April 11th, 2006, 04:08 PM
MySQL to PostgreSQL, LARGE ROW COUNT
Hello, i work for an organization that uses a lot of MySQL for articles and the like.
right now we have over 700,000 rows in the article table. the previous architecht/programmer that I am in the process of replacing uses MySQL to eventualy point to YAML files to gather the rest of the information about the article, such as the pages and the images and OCR text.
When i came on i could not fathom why he didnt store the page data in the database as well, and he mentioned a massive performance issue when there are over 20 million rows in a table, as there would be if we logged the pages as well, so now there is a lot of programming logic to alter/adjust/read these YAML files for the sake of speed.
Personaly I am not horribly convinced at that. He made this decision 3 years ago when computer power and space was relatively expensive compared to today, and now we have the funding and the computer hardware to handle pretty much anything.
Would PostgreSQL be signifigantly faster than the MySQL situation now?
could i implement a page table as a proof of concept to demonstrate?
also, a lot of what does deal with the MySQL database is written, would moving over to PostgreSQL be as easy as changing the DBI calls from the perl config files we use?
I know this isnt very specific, and I will answer any questions that you have to better help me as well. I have been doing MySQL programming along side using Perl and PHP for 4 years now, and the thing i always liked about it is if i left the job, someone with a knowledge in any programming language could always start it back up again with the database structure left behind, a well normalized well organized structure that was clear and required no "tricks" programaticaly to get things done.
this isnt the case and it makes me feel ill that it is in place and the company almost relies on it, and myself, as PERL programmers are more and more rare, especialy any worth a damn.
Any help would be nice, I am really curious about PostgreSQL coming from only MySQL, besides, i want another DB to put on the resume
Thanks a lot, I know im long winded on this. Thanks
April 12th, 2006, 04:48 AM
The question has been asked many times on these forums and we all went against storage in the database.
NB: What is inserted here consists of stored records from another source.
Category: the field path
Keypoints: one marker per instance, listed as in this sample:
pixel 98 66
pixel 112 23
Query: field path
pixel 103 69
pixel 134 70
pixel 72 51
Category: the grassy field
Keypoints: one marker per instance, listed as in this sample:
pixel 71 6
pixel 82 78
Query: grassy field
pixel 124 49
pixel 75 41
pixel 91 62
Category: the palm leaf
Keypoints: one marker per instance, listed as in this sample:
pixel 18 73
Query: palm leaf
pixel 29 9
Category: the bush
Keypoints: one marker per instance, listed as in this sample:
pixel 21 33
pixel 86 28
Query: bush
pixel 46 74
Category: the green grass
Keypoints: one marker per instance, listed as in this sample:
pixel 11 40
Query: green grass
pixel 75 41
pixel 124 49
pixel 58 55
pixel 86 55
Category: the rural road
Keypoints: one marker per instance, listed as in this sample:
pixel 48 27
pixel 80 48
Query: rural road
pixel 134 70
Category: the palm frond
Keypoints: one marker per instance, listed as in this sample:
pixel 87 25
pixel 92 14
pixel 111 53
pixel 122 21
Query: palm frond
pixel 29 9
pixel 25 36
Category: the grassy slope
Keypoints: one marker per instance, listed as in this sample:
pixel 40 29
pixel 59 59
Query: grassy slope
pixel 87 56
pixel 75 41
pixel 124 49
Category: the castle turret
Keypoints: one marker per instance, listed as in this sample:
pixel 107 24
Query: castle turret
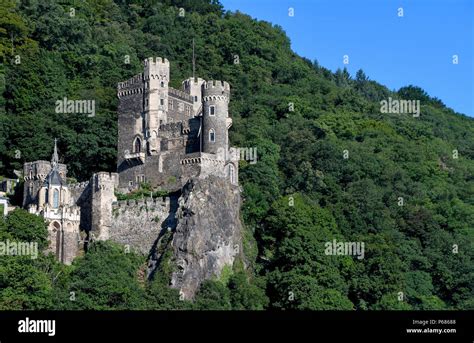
pixel 215 117
pixel 193 86
pixel 156 77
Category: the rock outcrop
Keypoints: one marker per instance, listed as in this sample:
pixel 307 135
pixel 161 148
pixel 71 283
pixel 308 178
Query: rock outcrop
pixel 208 234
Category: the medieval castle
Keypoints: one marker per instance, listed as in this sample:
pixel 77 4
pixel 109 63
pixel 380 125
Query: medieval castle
pixel 165 137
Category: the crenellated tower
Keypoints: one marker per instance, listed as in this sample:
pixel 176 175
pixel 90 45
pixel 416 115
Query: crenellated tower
pixel 215 117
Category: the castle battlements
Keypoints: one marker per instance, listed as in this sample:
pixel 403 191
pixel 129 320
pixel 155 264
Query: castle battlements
pixel 180 94
pixel 133 82
pixel 172 126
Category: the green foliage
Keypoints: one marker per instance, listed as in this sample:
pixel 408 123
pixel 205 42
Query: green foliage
pixel 105 279
pixel 26 227
pixel 300 148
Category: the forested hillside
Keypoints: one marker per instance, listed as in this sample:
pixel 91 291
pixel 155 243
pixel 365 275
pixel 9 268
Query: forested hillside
pixel 330 164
Originally Posted by animusdk
April 12th, 2006, 04:34 PM
No we didn't. I have never been against this approach in principle It is simply a matter of application design requirements + system capabilities. I don't understand why so many programmers are offended at someone even considering storing data like this in a database.
Originally Posted by pabloj
The real question to ask is "why are you considering storing this in the database?" Yes, there are tradeoffs: better logical control over your data, but definite performance implications. The question to ask is whether the tradeoff is worth it to you.
Also, this is as much a question of database design. A properly-designed database will not see as many performance problems from this as a poorly-designed one. To start with, if you store documents in the database, you probably don't want this column to be added to your article index table. You should have an associated table with a foreign key to your article index table, and then a column with an appropriate data type to store your article document. This way, the database only accesses that data when needed to retrieve a specific document or group of documents, rather than every single time the article index tables are searched.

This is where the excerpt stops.